Like civil administration, the military organisation of the State exhibited its own features. The financial system too had its own unique features under Abdul Wadud and Jahanzeb. The Ruler was the State’s exchequer. No officer, even the Wazir-e-Mal or Mashir-e-Mal, was entitled to draw a single rupee from the State treasury, except with the approval and signature of the Ruler. There was no limitation on the Ruler in disbursement from the State exchequer and there was no audit of him. In a sense the State and private revenue and income of the Ruler, especially during Abdul Wadud’s reign, was considered one and the same and so had been used in the same manner. Taxation was heavy, which was no doubt based on taxing the fruits of the private activities.

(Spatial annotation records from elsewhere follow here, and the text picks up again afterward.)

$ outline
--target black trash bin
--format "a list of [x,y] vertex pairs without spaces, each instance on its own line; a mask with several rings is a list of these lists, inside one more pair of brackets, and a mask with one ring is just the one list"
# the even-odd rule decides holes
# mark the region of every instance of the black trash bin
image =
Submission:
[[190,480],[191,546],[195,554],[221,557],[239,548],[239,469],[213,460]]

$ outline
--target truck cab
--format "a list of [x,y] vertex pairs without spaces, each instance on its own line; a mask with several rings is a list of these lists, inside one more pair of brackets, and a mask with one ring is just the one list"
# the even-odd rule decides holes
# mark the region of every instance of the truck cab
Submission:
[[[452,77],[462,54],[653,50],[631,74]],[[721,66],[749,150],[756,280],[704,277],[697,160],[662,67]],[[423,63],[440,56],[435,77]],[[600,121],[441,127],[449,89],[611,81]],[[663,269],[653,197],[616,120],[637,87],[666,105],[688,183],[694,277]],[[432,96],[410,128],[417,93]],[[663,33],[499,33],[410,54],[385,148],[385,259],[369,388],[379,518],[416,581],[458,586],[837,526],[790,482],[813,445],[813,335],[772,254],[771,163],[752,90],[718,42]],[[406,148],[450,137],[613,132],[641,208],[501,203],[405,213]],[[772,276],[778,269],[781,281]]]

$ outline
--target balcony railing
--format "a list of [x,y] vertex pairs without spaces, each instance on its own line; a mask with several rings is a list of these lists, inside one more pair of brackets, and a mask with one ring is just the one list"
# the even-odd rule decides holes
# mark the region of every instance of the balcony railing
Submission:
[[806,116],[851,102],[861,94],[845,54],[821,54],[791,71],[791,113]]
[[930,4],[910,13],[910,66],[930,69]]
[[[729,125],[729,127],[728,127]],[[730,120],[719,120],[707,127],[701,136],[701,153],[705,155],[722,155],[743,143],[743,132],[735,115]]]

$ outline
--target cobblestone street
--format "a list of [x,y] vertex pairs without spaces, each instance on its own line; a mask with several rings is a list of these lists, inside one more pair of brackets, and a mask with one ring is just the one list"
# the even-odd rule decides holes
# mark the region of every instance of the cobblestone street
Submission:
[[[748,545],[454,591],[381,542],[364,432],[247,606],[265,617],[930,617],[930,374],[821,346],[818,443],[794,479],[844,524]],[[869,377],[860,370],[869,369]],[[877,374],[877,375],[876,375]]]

The judicial system of Swat State was not Islamic in its essence as is commonly believed. It was a synthesis of the traditional codes, Islamic norms compatible with the traditional codes, and the commands, orders and words of the Ruler. The Ruler had the final authority and supremacy and the traditional codes held secondary status. Islamic law was subservient to both of them. The Ruler was neither bound to the Codes of Conduct nor Shariat. The system, however, was an effective one. The trials were quick and cheap, and the judgments were properly implemented. The cases were usually decided on first hearing or at the latest on the second.

Fredrik Barth nicely observes that the overall administrative system of the Swat State:

Represented a new and emergent structure, that its organization was not simply copied and introduced from elsewhere . . . . Here, it is sufficient to point to the absence of any neighbouring states with a similar organization. Certainly, most or perhaps all of the elements can be found represented in various organizations in the larger region: the bodyguard pattern shared with Dir, the tax auctioning known from Moghul India, the Tahsil divisions and officers of British India, the Islamic institution of ushur (ushar), etc. Abdul Jabbar Shah’s procedure for the swift creation of a popular Army may have been innovative-at least it was unknown to the Badshah . . . but it may well have been an introduction from Amb. But the essential structure of Swat State, which assured its survival, did not emulate the pattern of any other state: not the pluralistic and coercive Khanate of Dir . . . the intricate centralized feudalism of Chitral . . . the ritual absolutism of Hunza . . . or the colonial bureaucracy of British India.